Consider a perfectly wetting fluid of surface tension S which is the be filled inside two vessels: A) A Cuboidal box B)A Cylindrical vessel of radius R.

The fluid, due to surface tension rises near the points of contact between the fluid and the surface. I now wish to calculate the pressure at the tip of the fluid in contact with the respective containers in both cases.

How will I apply Young-Laplace equation for the pressure at this point? Will the kind of container in both cases cause any change? ( In cuboidal container will one radius of curvature tend infinity and in circular container one of the radius be R? ) enter image description here


1 Answer 1


Why do you want to use the Young-Laplace equation to find pressure? You would have to know curvature of the air-liquid interface shown, but this is hard to measure.
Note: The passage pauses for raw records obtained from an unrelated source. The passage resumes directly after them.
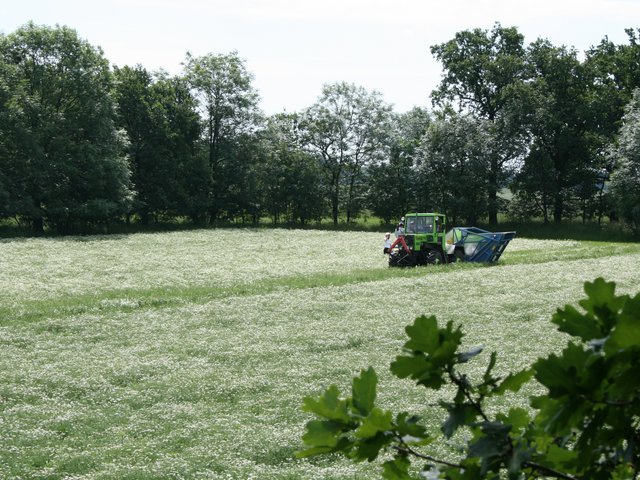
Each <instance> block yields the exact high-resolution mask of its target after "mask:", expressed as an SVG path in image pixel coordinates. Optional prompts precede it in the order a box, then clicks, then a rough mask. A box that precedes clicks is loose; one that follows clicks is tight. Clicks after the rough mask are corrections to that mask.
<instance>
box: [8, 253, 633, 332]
mask: <svg viewBox="0 0 640 480" xmlns="http://www.w3.org/2000/svg"><path fill="white" fill-rule="evenodd" d="M637 253H640V244H609V243H601V242H579V243H577V244H576V246H575V247H570V248H566V249H564V250H553V251H545V250H544V249H541V250H539V251H530V250H521V251H513V252H510V254H509V255H506V256H505V257H506V260H505V259H502V260H501V261H500V262H499V263H498V264H477V263H473V264H471V263H467V264H456V265H442V266H437V267H420V268H410V269H389V268H375V269H360V270H355V271H350V272H348V273H320V274H315V275H306V276H303V275H295V276H290V277H284V278H275V279H265V280H262V281H258V282H255V283H240V284H237V285H232V286H224V287H211V286H207V287H176V288H174V287H171V288H150V289H117V290H110V291H106V292H101V293H99V294H83V295H75V296H65V297H58V298H54V299H46V300H32V301H28V302H23V303H22V304H20V305H19V306H14V307H0V325H1V326H9V325H17V324H21V323H24V322H34V321H39V320H43V319H47V318H64V317H68V316H74V315H81V314H86V313H107V312H115V311H120V312H127V311H133V310H140V309H153V308H164V307H171V306H176V305H181V304H202V303H206V302H209V301H212V300H216V299H220V298H229V297H240V296H251V295H264V294H267V293H271V292H274V291H277V290H282V289H306V288H318V287H331V286H334V287H337V286H343V285H349V284H353V283H364V282H374V281H381V280H388V279H391V278H412V277H415V278H418V277H422V276H424V275H430V274H433V273H436V272H442V271H445V270H446V269H474V268H500V266H503V265H518V264H542V263H548V262H553V261H579V260H583V259H587V258H600V257H608V256H620V255H632V254H637Z"/></svg>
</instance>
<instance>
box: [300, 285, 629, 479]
mask: <svg viewBox="0 0 640 480" xmlns="http://www.w3.org/2000/svg"><path fill="white" fill-rule="evenodd" d="M614 290H615V283H613V282H611V283H607V282H605V281H604V280H603V279H601V278H599V279H597V280H595V281H594V282H593V283H586V284H585V292H586V293H587V298H586V299H584V300H582V301H581V302H580V306H581V307H582V308H583V309H584V311H582V312H581V311H578V310H577V309H576V308H574V307H572V306H570V305H567V306H566V307H565V308H564V309H558V311H557V313H556V314H555V315H554V316H553V320H552V321H553V323H555V324H556V325H557V326H558V330H560V331H561V332H565V333H567V334H569V335H570V336H572V337H573V340H572V341H569V342H568V344H567V346H566V348H565V349H564V350H563V351H562V352H561V353H560V354H559V355H556V354H551V355H549V356H547V357H546V358H539V359H538V360H537V361H536V362H534V363H533V365H531V367H530V368H527V369H524V370H521V371H519V372H517V373H512V374H510V375H508V376H506V377H504V378H499V377H497V376H495V375H494V374H493V370H494V367H495V365H496V360H497V355H496V353H495V352H494V353H492V354H491V357H490V361H489V363H488V365H487V367H486V369H485V371H484V374H483V375H482V376H481V378H478V379H472V378H470V377H469V376H468V375H467V374H465V373H464V371H465V369H464V364H466V363H467V362H470V361H471V360H472V359H474V358H475V357H476V356H477V355H478V354H479V353H480V352H481V351H482V348H476V349H473V350H471V351H462V350H461V348H460V347H461V339H462V337H463V333H462V331H461V329H460V327H456V328H454V327H453V324H452V322H449V323H447V325H446V327H444V328H441V327H439V326H438V324H437V321H436V318H435V317H433V316H432V317H425V316H422V317H418V318H417V319H416V320H415V322H414V323H413V325H410V326H407V327H406V332H407V335H408V337H409V340H408V341H407V342H406V343H405V345H404V351H403V353H402V354H401V355H399V356H398V357H396V360H395V361H394V362H393V363H392V364H391V372H392V373H393V374H394V375H395V376H397V377H399V378H410V379H412V380H414V381H415V382H416V384H417V385H421V386H424V387H425V388H427V389H432V390H440V389H443V388H446V387H447V386H449V385H451V386H453V387H454V390H453V391H455V394H454V395H453V398H451V399H449V400H446V401H441V402H440V403H439V408H441V409H444V410H445V411H446V413H447V415H446V420H445V421H444V422H443V423H442V425H440V432H433V431H431V430H432V429H430V428H429V426H426V425H423V424H421V423H420V418H419V417H417V416H414V415H411V414H409V413H408V412H399V413H397V414H394V413H393V412H391V411H388V410H383V409H381V408H379V407H378V406H376V404H375V399H376V390H377V375H376V373H375V371H374V370H373V369H372V368H369V369H368V370H363V371H362V372H361V374H360V376H358V377H355V378H354V379H353V383H352V394H351V397H349V398H340V392H339V391H338V388H337V387H336V386H331V387H329V388H328V389H327V390H326V392H325V393H324V394H323V395H321V396H320V397H319V398H311V397H307V398H305V399H304V407H303V409H304V410H305V411H307V412H311V413H314V414H316V415H317V416H318V417H320V419H319V420H312V421H310V422H308V423H307V426H306V433H305V434H304V436H303V440H304V443H305V444H306V445H307V447H308V448H307V449H306V450H304V451H302V452H300V453H299V456H302V457H306V456H313V455H321V454H327V453H334V452H338V453H341V454H343V455H345V456H346V457H348V458H351V459H353V460H356V461H362V460H368V461H373V460H375V459H376V458H377V457H378V455H380V453H381V452H383V451H389V450H390V451H392V452H393V458H392V459H390V460H388V461H386V462H385V463H384V464H383V477H384V478H388V479H410V478H418V477H417V475H418V471H417V470H418V469H419V470H420V471H421V472H420V473H421V474H422V475H427V478H446V479H452V480H453V479H455V480H462V479H469V480H471V479H480V478H487V479H498V478H505V475H506V476H508V478H512V479H517V478H538V477H545V478H562V479H578V478H580V479H629V478H638V470H639V469H640V451H639V450H638V446H639V443H640V376H638V372H637V367H638V365H640V294H638V295H636V296H635V297H633V298H631V297H629V296H628V295H624V296H616V295H615V291H614ZM532 377H535V379H536V380H537V382H539V383H540V384H541V385H542V386H543V387H544V388H546V390H547V395H541V396H536V397H533V398H531V399H530V407H532V408H531V409H530V410H527V409H523V408H519V407H512V408H510V409H509V410H508V411H497V412H496V413H490V412H489V409H488V405H489V403H490V401H491V399H492V398H495V397H500V396H504V395H505V394H506V393H507V392H508V391H514V392H515V391H518V390H519V389H520V388H521V386H522V385H523V384H524V383H526V382H528V381H529V380H530V379H531V378H532ZM459 430H463V431H466V432H467V435H468V441H467V443H466V445H465V446H464V447H463V448H462V452H461V455H459V456H458V458H454V459H449V458H447V459H443V458H436V457H435V456H433V455H431V454H430V453H429V449H428V447H429V445H430V444H434V442H439V441H442V436H444V438H445V439H450V438H451V437H452V436H453V435H454V434H455V433H456V432H457V431H459ZM411 460H415V461H417V462H419V465H414V466H412V464H411Z"/></svg>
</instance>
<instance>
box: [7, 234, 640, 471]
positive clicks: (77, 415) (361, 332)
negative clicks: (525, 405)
mask: <svg viewBox="0 0 640 480" xmlns="http://www.w3.org/2000/svg"><path fill="white" fill-rule="evenodd" d="M207 233H208V234H207V235H206V236H205V237H204V239H205V240H206V241H202V240H203V238H202V237H200V236H199V234H198V233H197V232H186V233H180V234H164V235H169V236H170V238H149V236H147V235H141V236H134V237H135V238H130V237H127V238H124V239H122V240H127V242H125V243H123V244H122V250H118V248H119V247H120V244H119V243H118V242H117V241H113V242H111V243H110V244H109V251H110V252H111V253H112V255H113V257H112V258H114V259H116V260H114V262H115V263H112V264H111V265H109V266H108V267H109V269H110V270H111V271H114V272H119V275H126V274H127V273H126V272H127V271H129V272H130V273H129V275H131V276H132V278H131V279H130V280H129V281H130V286H129V287H127V288H126V289H121V288H119V285H118V282H115V281H114V282H112V283H111V284H110V283H109V279H108V278H103V277H102V274H99V272H101V271H104V270H105V269H107V266H105V265H104V264H103V263H102V262H101V261H98V260H95V263H94V259H93V258H92V254H91V253H90V252H91V249H93V248H98V250H100V249H101V248H102V247H101V246H100V245H104V243H101V242H104V241H105V240H104V239H101V240H96V242H95V244H92V243H91V240H90V239H89V240H88V242H85V243H86V244H85V245H84V247H85V248H87V250H86V252H85V253H84V254H85V255H86V256H85V257H84V264H83V268H85V269H91V268H93V269H94V270H95V271H94V272H93V273H91V272H86V274H87V275H89V276H91V275H95V278H97V279H99V281H98V283H97V284H96V285H85V284H83V283H81V282H79V281H77V279H76V278H73V275H74V274H75V273H77V269H76V267H70V266H67V265H66V264H65V262H63V261H62V260H58V261H57V265H59V266H60V267H61V270H60V271H58V272H57V273H53V272H49V273H46V274H44V273H38V272H35V274H33V275H31V273H30V269H31V267H30V265H29V264H28V263H27V264H24V265H23V269H22V270H21V269H20V268H19V264H20V263H21V262H23V261H25V259H30V258H33V257H37V256H38V251H40V252H42V251H43V250H45V251H47V252H48V253H47V255H48V261H49V262H50V261H53V260H56V255H58V254H64V252H65V251H66V250H65V248H64V247H65V246H66V248H71V250H74V248H77V243H79V242H76V243H71V242H70V243H67V244H65V243H64V242H62V245H61V244H60V243H56V244H55V245H53V246H51V245H49V244H47V241H41V242H43V243H39V242H35V243H34V244H33V245H29V242H26V243H24V244H22V250H21V251H20V253H21V254H22V255H23V256H22V257H21V258H17V257H16V258H14V257H11V258H9V259H7V257H6V256H4V255H2V256H0V258H2V259H3V260H2V261H3V262H5V265H6V264H7V263H9V262H11V265H10V269H11V270H12V272H13V275H12V276H11V278H10V277H9V276H8V275H4V276H3V277H2V284H1V285H2V287H6V289H8V290H9V291H12V292H13V294H12V295H5V296H4V297H2V298H3V304H2V308H3V311H2V316H3V320H2V322H3V323H1V324H0V348H1V350H2V352H3V354H2V357H0V415H1V416H0V424H1V425H2V428H0V477H1V478H113V479H116V478H172V477H173V478H178V477H182V478H249V477H254V478H354V477H356V478H363V477H371V478H374V477H378V475H377V473H378V469H377V468H376V467H374V466H370V465H367V464H358V465H352V464H349V463H348V462H344V461H342V460H335V459H317V460H305V461H302V460H295V459H294V458H293V452H294V451H295V449H296V448H299V447H300V446H301V443H300V436H301V434H302V429H303V425H304V422H305V421H307V420H309V417H308V416H307V415H305V414H303V413H301V412H300V404H301V399H302V396H304V395H307V394H316V393H319V392H320V391H321V390H323V389H324V388H326V387H327V386H328V385H329V384H330V383H337V384H338V385H339V386H340V387H341V388H342V389H344V388H345V387H346V386H347V385H348V383H349V381H350V378H351V376H352V375H353V374H354V373H356V372H357V370H359V369H360V368H364V367H366V366H368V365H370V364H371V365H373V366H374V367H375V368H376V369H377V371H378V372H379V374H380V376H381V384H382V385H381V398H380V402H381V403H382V405H383V406H385V407H387V408H391V407H392V408H395V409H401V408H402V409H410V410H413V411H415V412H418V413H419V412H421V411H422V410H423V408H424V404H425V402H427V401H428V402H433V401H435V399H434V398H432V397H429V398H428V400H426V395H425V391H424V390H422V389H415V388H413V387H412V385H411V384H410V382H405V381H399V380H397V379H394V378H392V377H391V376H390V375H389V374H388V365H389V363H390V362H391V360H392V359H393V357H394V356H395V355H396V354H397V353H398V349H399V347H400V346H401V345H402V343H403V341H404V333H403V328H404V326H405V325H406V324H408V323H410V322H411V321H412V320H413V318H414V317H415V316H416V315H418V314H422V313H426V314H432V313H433V314H436V315H437V316H438V318H439V320H440V321H442V322H444V321H447V320H453V321H454V322H461V323H463V325H464V331H465V332H466V333H467V337H466V343H467V344H468V345H469V346H473V345H477V344H485V345H487V346H488V349H496V350H498V351H499V352H500V353H501V355H500V357H499V365H498V368H499V369H500V371H501V372H503V373H506V372H507V371H509V370H514V369H517V368H520V367H522V366H523V365H525V364H528V363H529V362H530V361H531V360H532V359H534V358H536V357H537V356H538V355H540V354H544V353H546V352H548V351H551V350H554V349H556V348H558V347H559V346H560V345H561V343H562V342H563V337H562V336H561V335H559V334H557V333H556V332H555V331H554V330H553V328H552V325H551V324H550V323H549V321H548V319H549V317H550V315H551V313H552V312H553V311H554V310H555V308H556V307H557V306H560V305H563V304H564V303H567V302H574V301H576V300H577V299H578V298H580V297H581V295H582V291H581V289H582V283H583V282H584V281H585V280H590V279H593V278H595V277H596V276H604V277H605V278H607V279H608V280H616V281H617V282H618V283H619V288H620V289H621V290H622V291H625V292H635V291H638V290H640V275H639V274H638V268H637V267H638V265H639V264H640V248H638V245H627V244H616V245H607V244H593V243H584V242H566V241H565V242H542V243H540V242H532V241H529V240H520V239H519V240H516V241H514V243H513V244H512V245H510V246H509V248H508V249H507V250H506V252H505V254H504V259H503V262H501V264H500V265H498V266H493V267H484V266H477V265H452V266H443V267H437V268H421V269H411V270H389V269H386V268H385V267H384V257H383V256H382V255H381V254H380V252H379V248H378V246H379V245H378V244H379V243H380V242H379V240H380V239H379V238H378V237H379V235H372V234H359V233H348V234H342V235H345V236H344V237H343V236H340V237H339V238H340V239H341V240H346V241H350V242H351V243H353V244H357V245H365V244H367V242H371V243H373V244H374V247H371V245H369V246H368V250H365V251H358V252H356V253H353V252H349V251H346V250H344V249H335V250H334V249H329V253H327V248H326V246H327V245H326V240H327V237H323V236H320V237H321V238H315V237H314V236H313V235H311V236H307V235H306V233H307V232H301V235H300V237H298V239H299V243H300V244H302V243H305V242H307V243H308V244H307V245H305V246H304V249H305V250H306V251H308V252H315V254H316V255H317V258H313V259H305V260H304V262H305V265H304V267H302V266H300V265H298V264H295V259H292V260H291V261H292V262H294V263H293V264H291V265H289V267H288V268H287V269H286V270H287V271H286V272H284V273H283V272H280V271H278V272H276V273H270V272H268V268H267V267H266V266H264V265H261V266H260V268H257V269H255V270H252V272H253V274H249V273H247V271H249V268H248V267H246V266H244V267H243V265H242V264H241V263H233V265H236V264H237V265H239V267H238V268H240V269H242V268H244V270H242V271H241V275H240V278H239V279H236V280H237V281H236V282H235V283H234V282H233V281H231V280H225V282H226V283H224V285H217V284H215V283H213V282H210V281H207V280H202V279H203V278H205V275H204V272H205V271H209V270H208V269H209V267H208V266H206V267H203V268H202V269H200V270H198V266H197V265H198V263H197V261H196V260H197V259H202V258H206V252H207V251H208V250H209V248H208V246H209V244H210V243H211V242H214V241H215V236H211V235H212V233H211V231H208V232H207ZM223 233H224V232H223ZM287 233H289V232H287ZM316 233H317V232H316ZM260 234H262V235H267V237H268V236H269V235H271V234H273V235H274V236H275V237H276V238H280V239H281V237H279V236H278V232H275V233H272V232H269V231H261V232H260ZM157 235H159V236H162V234H157ZM296 235H297V233H296V234H294V235H293V237H291V236H290V235H287V236H286V237H287V238H295V237H296ZM151 237H155V235H152V236H151ZM222 238H226V237H224V235H222ZM256 238H259V236H258V237H254V236H249V238H248V239H247V240H248V241H249V240H250V241H251V242H254V241H255V239H256ZM328 238H333V237H328ZM176 241H178V242H179V243H180V244H184V245H183V246H182V247H180V249H179V250H177V251H179V252H180V253H181V254H182V255H185V256H186V258H181V259H180V258H177V259H176V258H171V257H167V256H166V255H167V253H168V252H170V250H171V249H170V248H169V247H167V246H168V245H171V244H174V243H175V242H176ZM272 241H274V238H266V239H265V243H269V242H272ZM54 242H55V241H54ZM251 242H250V243H251ZM252 244H255V243H252ZM6 245H7V243H0V253H2V254H5V253H6V250H5V247H6ZM163 245H164V247H163ZM185 245H186V246H185ZM10 246H11V248H12V249H16V245H14V244H10ZM31 248H34V249H35V250H36V251H31ZM245 248H249V247H247V246H243V249H245ZM18 250H20V249H18ZM14 251H15V250H14ZM142 252H146V256H145V255H142V254H141V253H142ZM76 253H77V252H76ZM66 255H71V256H73V254H72V253H68V252H67V253H66ZM329 255H330V256H331V258H330V259H329V258H325V257H327V256H329ZM353 255H357V256H356V257H355V258H353ZM161 257H164V258H165V259H166V264H167V265H163V264H162V263H161V261H160V259H161ZM272 257H273V256H272V255H270V254H269V252H267V253H266V254H264V253H263V252H257V253H256V255H254V256H253V257H252V261H254V262H256V263H261V262H262V263H267V262H271V261H272V260H273V258H272ZM67 258H69V257H67ZM80 258H82V257H80ZM282 258H283V256H281V255H280V256H276V259H277V260H278V261H279V260H280V259H282ZM117 259H122V260H120V261H118V260H117ZM358 259H360V260H358ZM362 259H372V260H371V262H372V264H371V269H370V270H367V269H365V268H363V264H361V263H360V262H361V261H362ZM136 262H141V264H140V263H136ZM234 262H235V260H234ZM46 265H47V262H44V263H42V264H41V267H44V268H46ZM143 265H146V267H145V268H149V266H150V265H156V266H157V268H158V269H159V271H158V272H157V273H158V277H159V278H155V279H154V278H153V275H154V273H155V272H154V271H150V272H145V275H143V276H142V277H140V278H138V277H136V275H138V274H139V272H144V268H143ZM189 265H190V266H192V269H191V270H190V271H180V272H179V275H177V278H178V279H179V280H180V281H177V282H176V284H175V285H170V284H163V285H160V286H158V284H159V283H162V282H166V281H167V279H169V280H170V277H169V272H170V271H171V270H180V269H187V266H189ZM336 266H340V268H337V267H336ZM342 267H344V268H342ZM269 268H279V267H278V266H277V265H271V267H269ZM305 269H306V270H308V275H307V274H305V273H304V272H305ZM222 270H223V272H218V273H216V274H215V275H221V276H222V275H226V274H228V273H229V269H228V268H224V267H223V268H222ZM245 275H246V276H245ZM53 278H55V279H56V280H57V281H59V282H60V285H57V286H55V287H52V288H48V285H47V281H49V280H51V279H53ZM114 278H115V277H114ZM23 279H25V280H29V281H30V283H29V288H27V289H23V290H21V287H16V286H15V285H11V284H10V282H11V281H12V280H13V281H16V282H20V281H22V280H23ZM159 279H160V280H161V281H160V280H159ZM29 292H32V294H29ZM43 292H44V293H43ZM38 296H42V297H44V298H43V299H42V300H37V297H38ZM5 300H6V301H5ZM34 312H35V313H34ZM481 357H485V358H486V357H488V355H484V354H483V355H482V356H481ZM483 367H484V365H483V364H478V365H477V367H475V366H473V365H472V366H471V368H470V370H471V371H470V373H473V371H475V370H477V371H482V369H483ZM514 401H522V398H515V399H514ZM442 454H447V450H446V448H445V447H444V446H443V447H442Z"/></svg>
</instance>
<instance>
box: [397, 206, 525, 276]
mask: <svg viewBox="0 0 640 480" xmlns="http://www.w3.org/2000/svg"><path fill="white" fill-rule="evenodd" d="M404 222H405V223H404V225H405V227H404V231H403V232H401V234H400V235H399V236H398V238H397V239H396V241H395V242H394V243H393V244H392V245H391V248H389V266H391V267H403V266H414V265H428V264H440V263H450V262H496V261H498V259H499V258H500V255H502V252H504V249H505V248H507V245H508V244H509V242H510V241H511V240H512V239H513V238H514V237H515V236H516V232H498V233H494V232H488V231H486V230H483V229H481V228H477V227H455V228H453V229H451V230H449V231H448V232H447V233H445V231H446V216H445V215H442V214H440V213H408V214H406V215H405V217H404Z"/></svg>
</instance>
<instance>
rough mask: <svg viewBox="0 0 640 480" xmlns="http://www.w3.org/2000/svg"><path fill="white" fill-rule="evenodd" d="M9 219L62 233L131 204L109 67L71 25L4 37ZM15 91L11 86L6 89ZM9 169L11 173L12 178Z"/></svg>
mask: <svg viewBox="0 0 640 480" xmlns="http://www.w3.org/2000/svg"><path fill="white" fill-rule="evenodd" d="M0 63H1V64H4V65H3V67H2V68H1V69H0V75H2V76H3V78H2V79H0V80H1V82H0V83H1V84H2V85H4V86H5V87H4V89H3V90H4V93H3V94H2V95H3V97H4V98H2V99H0V100H1V101H2V106H1V107H2V114H1V116H2V117H3V123H4V127H6V130H5V129H3V130H4V132H3V134H2V136H3V143H4V147H3V148H2V150H3V152H1V153H3V154H4V155H8V156H7V157H5V158H3V159H2V162H0V166H2V168H4V169H5V176H6V178H7V179H8V181H9V183H10V184H11V185H10V190H11V196H12V201H11V202H10V206H9V210H10V211H9V212H5V213H9V214H12V215H21V216H23V217H26V218H29V219H31V221H32V222H33V225H34V227H35V229H36V230H42V228H43V225H44V222H45V221H47V222H49V223H50V224H51V225H53V226H54V227H55V228H57V229H59V230H61V231H70V230H71V229H75V228H79V227H81V226H82V225H84V224H86V223H87V222H89V223H95V222H103V221H107V220H108V219H110V218H113V217H115V216H118V215H121V214H122V213H124V212H125V211H126V210H127V209H128V206H129V203H130V197H131V192H130V188H129V187H130V183H129V170H128V166H127V162H126V159H125V156H124V153H123V145H124V142H125V140H126V137H125V136H124V135H123V134H121V133H120V132H118V131H117V130H116V128H115V123H114V118H115V112H114V108H113V102H112V100H111V97H110V90H111V75H110V71H109V64H108V62H107V60H106V59H105V58H104V56H103V54H102V52H101V51H100V49H98V48H95V47H93V46H91V45H90V44H89V43H88V42H86V41H85V40H82V39H80V38H79V37H78V35H77V33H76V32H75V31H74V30H71V29H70V28H67V27H55V28H49V27H40V26H36V25H34V24H33V23H29V24H27V25H25V26H24V27H21V28H19V29H18V30H16V31H15V32H14V33H12V34H9V35H7V36H3V37H0ZM7 87H8V88H7ZM7 171H8V172H9V173H7Z"/></svg>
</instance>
It is easier to measure height $h$ above the level where the liquid is at atmospheric pressure $p_0$, and express pressure there as function of $h$; it obeys the law of hydrostatic pressure:

$$ p(h) = p_0 - \rho g h. $$

Now we can use the Young-Laplace equation to find radius of curvature of the air-liquid interface at that height:

$$ p-p_0 = \sigma \bigg( \frac{1}{R_1} + \frac{1}{R_2}\bigg). $$

For water that has climbed up, pressure is lower than the atmospheric pressure $p_0$, so the bracket is negative, which means mean curvature of the surface is negative.

In case of the cuboid container, one term in the brackets vanishes and the other $R_i$ is due to radius of curvature of the liquid-air interface.

In case of a round container, no term vanishes, but one of them is $1/R$, $R$ being radius of the container circumference.